Bluestone also took an academic role in field, publishing the New York Attorney Malpractice Report from 2002-2004.  He started the “New York Attorney Malpractice Blog” in 2004, where he has published more than 4500 entries.

Mr. Bluestone has written 38 scholarly peer-reviewed articles concerning legal malpractice, many in the Outside Counsel column of the New York Law Journal. He has appeared as an Expert witness in multiple legal malpractice litigations.
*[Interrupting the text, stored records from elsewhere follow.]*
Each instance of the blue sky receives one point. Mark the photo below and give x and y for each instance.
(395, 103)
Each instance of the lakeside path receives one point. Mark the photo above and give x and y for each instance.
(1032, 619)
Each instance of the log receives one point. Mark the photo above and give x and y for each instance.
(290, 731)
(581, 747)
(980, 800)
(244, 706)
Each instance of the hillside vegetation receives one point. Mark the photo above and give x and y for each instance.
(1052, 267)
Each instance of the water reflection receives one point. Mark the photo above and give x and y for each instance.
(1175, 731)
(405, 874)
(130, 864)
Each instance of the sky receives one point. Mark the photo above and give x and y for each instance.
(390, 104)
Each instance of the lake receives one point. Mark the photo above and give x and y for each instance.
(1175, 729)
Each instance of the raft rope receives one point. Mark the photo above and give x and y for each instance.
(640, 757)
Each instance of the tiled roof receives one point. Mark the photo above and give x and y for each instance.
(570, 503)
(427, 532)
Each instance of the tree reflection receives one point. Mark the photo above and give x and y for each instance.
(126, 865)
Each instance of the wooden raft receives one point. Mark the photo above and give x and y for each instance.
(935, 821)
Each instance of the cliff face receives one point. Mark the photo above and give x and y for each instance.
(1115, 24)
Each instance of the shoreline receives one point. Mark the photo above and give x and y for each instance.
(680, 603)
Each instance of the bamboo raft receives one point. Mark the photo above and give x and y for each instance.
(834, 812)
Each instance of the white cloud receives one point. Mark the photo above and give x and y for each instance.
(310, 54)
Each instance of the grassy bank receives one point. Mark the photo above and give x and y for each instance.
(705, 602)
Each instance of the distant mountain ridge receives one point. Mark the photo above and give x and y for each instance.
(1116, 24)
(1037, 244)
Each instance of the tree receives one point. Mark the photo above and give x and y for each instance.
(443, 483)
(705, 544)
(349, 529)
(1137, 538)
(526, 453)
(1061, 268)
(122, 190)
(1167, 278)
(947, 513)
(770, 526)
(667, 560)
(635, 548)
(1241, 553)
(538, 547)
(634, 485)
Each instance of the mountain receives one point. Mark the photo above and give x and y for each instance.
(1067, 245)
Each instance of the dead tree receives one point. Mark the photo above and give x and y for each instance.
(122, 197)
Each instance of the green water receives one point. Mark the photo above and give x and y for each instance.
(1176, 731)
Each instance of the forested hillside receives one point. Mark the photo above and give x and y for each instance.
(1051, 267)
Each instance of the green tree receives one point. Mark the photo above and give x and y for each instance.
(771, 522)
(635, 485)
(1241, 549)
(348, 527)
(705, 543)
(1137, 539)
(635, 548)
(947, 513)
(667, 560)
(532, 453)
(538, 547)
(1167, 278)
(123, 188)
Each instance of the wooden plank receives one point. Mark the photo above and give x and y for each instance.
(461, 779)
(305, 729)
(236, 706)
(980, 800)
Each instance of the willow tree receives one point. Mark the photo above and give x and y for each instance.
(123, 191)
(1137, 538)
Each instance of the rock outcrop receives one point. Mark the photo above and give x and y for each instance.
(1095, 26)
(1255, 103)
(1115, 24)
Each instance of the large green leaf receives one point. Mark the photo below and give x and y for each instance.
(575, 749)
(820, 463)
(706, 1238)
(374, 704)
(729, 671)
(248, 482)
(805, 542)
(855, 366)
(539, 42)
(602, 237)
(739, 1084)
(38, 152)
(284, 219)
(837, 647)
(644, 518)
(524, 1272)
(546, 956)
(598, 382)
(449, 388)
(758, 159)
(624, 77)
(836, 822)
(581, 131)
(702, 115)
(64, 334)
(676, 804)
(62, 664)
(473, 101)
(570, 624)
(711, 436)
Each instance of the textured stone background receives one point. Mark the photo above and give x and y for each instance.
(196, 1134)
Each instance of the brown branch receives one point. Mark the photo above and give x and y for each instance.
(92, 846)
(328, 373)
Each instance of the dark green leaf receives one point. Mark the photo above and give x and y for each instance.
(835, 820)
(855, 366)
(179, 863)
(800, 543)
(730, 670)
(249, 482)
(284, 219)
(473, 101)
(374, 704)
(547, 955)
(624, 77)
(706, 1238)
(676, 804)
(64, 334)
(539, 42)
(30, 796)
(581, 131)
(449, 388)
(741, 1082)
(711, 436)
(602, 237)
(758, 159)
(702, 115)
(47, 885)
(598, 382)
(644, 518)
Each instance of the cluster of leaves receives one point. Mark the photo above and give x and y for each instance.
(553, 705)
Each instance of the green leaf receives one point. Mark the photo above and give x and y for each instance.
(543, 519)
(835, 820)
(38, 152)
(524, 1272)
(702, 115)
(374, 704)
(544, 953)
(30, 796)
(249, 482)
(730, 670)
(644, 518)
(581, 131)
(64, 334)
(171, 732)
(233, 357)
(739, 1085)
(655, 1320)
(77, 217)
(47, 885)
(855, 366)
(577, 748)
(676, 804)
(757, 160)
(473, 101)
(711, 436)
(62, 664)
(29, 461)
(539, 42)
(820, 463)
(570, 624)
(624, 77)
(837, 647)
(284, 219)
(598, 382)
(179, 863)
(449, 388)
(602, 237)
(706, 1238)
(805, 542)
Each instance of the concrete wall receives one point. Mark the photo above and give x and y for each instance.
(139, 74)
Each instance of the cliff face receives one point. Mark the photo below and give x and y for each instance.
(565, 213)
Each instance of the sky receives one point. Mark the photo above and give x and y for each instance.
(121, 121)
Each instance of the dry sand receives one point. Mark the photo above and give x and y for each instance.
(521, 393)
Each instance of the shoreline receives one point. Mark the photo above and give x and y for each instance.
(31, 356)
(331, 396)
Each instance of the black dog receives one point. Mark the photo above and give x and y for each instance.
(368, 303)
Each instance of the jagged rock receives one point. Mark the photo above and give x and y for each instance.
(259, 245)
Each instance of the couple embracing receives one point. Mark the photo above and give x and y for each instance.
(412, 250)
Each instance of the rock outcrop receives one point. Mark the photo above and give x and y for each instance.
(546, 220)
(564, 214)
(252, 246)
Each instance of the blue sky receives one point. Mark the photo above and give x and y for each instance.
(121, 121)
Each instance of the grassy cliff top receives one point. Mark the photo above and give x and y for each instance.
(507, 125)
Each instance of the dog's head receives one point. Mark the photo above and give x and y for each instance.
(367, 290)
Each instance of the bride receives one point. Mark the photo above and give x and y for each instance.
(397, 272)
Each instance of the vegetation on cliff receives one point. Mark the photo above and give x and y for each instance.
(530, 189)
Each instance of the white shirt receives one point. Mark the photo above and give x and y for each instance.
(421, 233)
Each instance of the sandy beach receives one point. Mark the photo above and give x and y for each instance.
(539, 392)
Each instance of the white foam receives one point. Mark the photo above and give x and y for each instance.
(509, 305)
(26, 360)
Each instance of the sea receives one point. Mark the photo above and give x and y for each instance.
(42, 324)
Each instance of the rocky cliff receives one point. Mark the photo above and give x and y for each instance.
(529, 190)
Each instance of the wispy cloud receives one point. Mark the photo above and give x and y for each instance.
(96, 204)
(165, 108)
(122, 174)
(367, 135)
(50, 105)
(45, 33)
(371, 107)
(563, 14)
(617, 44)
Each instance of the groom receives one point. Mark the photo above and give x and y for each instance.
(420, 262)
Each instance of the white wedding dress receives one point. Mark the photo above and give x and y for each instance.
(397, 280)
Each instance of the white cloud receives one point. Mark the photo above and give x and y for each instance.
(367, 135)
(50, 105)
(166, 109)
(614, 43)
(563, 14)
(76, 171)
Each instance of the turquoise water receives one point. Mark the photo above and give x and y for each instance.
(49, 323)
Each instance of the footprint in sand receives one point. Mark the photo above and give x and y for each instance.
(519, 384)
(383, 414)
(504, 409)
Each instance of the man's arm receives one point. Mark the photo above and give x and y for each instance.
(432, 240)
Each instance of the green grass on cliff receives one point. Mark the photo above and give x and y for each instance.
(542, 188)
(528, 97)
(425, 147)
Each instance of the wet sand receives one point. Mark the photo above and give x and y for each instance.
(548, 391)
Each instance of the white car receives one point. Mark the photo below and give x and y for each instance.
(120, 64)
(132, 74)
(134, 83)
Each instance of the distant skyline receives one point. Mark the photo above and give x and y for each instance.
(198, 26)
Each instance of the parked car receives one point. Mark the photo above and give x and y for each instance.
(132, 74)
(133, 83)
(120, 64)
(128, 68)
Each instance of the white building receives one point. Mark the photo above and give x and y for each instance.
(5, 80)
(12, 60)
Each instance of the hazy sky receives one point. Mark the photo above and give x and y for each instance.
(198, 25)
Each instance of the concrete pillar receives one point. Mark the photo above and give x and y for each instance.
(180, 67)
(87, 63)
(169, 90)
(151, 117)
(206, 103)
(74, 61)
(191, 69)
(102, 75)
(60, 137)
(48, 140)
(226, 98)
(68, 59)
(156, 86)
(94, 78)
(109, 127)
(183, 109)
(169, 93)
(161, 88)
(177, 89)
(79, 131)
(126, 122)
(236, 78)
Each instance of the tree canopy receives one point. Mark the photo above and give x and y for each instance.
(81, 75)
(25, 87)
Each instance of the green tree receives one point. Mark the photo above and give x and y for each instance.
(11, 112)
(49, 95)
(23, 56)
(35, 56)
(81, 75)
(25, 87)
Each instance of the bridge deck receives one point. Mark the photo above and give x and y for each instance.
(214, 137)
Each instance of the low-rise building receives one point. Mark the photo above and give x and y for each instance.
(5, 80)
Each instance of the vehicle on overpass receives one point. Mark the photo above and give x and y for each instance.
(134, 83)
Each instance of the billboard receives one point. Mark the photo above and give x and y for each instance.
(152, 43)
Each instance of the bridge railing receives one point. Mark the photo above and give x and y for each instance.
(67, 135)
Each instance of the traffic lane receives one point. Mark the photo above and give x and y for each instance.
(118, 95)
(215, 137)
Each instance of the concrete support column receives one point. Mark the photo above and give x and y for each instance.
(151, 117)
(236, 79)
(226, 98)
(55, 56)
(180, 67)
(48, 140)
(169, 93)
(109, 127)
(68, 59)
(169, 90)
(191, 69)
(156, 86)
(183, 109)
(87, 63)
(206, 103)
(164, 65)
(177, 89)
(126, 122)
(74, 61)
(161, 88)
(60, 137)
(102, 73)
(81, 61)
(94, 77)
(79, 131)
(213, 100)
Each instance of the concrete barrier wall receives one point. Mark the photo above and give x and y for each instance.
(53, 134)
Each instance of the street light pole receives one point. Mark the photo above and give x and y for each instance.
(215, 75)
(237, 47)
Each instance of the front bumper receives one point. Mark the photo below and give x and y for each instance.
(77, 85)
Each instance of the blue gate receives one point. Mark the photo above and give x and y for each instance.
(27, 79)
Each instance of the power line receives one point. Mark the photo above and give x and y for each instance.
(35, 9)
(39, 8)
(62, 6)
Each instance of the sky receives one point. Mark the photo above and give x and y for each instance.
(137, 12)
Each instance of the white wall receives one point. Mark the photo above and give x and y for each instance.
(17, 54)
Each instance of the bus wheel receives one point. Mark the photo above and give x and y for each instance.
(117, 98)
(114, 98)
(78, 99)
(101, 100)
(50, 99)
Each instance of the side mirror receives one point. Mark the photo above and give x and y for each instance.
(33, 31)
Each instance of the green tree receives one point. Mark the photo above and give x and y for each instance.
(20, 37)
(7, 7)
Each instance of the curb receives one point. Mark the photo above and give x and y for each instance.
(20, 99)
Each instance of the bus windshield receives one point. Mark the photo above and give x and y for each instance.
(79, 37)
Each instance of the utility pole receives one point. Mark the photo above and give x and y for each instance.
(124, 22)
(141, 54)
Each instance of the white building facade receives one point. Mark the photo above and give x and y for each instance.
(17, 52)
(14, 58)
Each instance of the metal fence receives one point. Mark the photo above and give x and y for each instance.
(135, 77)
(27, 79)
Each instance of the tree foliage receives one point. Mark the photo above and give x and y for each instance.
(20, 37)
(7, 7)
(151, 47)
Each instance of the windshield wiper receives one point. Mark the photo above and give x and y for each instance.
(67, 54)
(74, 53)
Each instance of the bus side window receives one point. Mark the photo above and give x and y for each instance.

Mr. Bluestone is an adjunct professor of law at St. John’s University College of Law, teaching Legal Malpractice.  Mr. Bluestone has argued legal malpractice cases in the Second Circuit, in the New York State Court of Appeals, each of the four New York Appellate Divisions, in all four of  the U.S. District Courts of New York and in Supreme Courts all over the state.  He has also been admitted pro haec vice in the states of Connecticut, New Jersey and Florida and was formally admitted to the US District Court of Connecticut and to its Bankruptcy Court all for legal malpractice matters. He has been retained by U.S. Trustees in legal malpractice cases from Bankruptcy Courts, and has represented municipalities, insurance companies, hedge funds, communications companies and international manufacturing firms. Mr. Bluestone regularly lectures in CLEs on legal malpractice.

Based upon his professional experience Bluestone was named a Diplomate and was Board Certified by the American Board of Professional Liability Attorneys in 2008 in Legal Malpractice. He remains Board Certified.  He was admitted to The Best Lawyers in America from 2012-2019.  He has been featured in Who’s Who in Law since 1993.

In the last years, Mr. Bluestone has been featured for two particularly noteworthy legal malpractice cases.  The first was a settlement of an $11.9 million dollar default legal malpractice case of Yeo v. Kasowitz, Benson, Torres & Friedman which was reported in the NYLJ on August 15, 2016. Most recently, Mr. Bluestone obtained a rare plaintiff’s verdict in a legal malpractice case on behalf of the City of White Plains v. Joseph Maria, reported in the NYLJ on February 14, 2017. It was the sole legal malpractice jury verdict in the State of New York for 2017.

Bluestone has been at the forefront of the development of legal malpractice principles and has contributed case law decisions, writing and lecturing which have been recognized by his peers.  He is regularly mentioned in academic writing, and his past cases are often cited in current legal malpractice decisions. He is recognized for his ample writings on Judiciary Law § 487, a 850 year old statute deriving from England which relates to attorney deceit.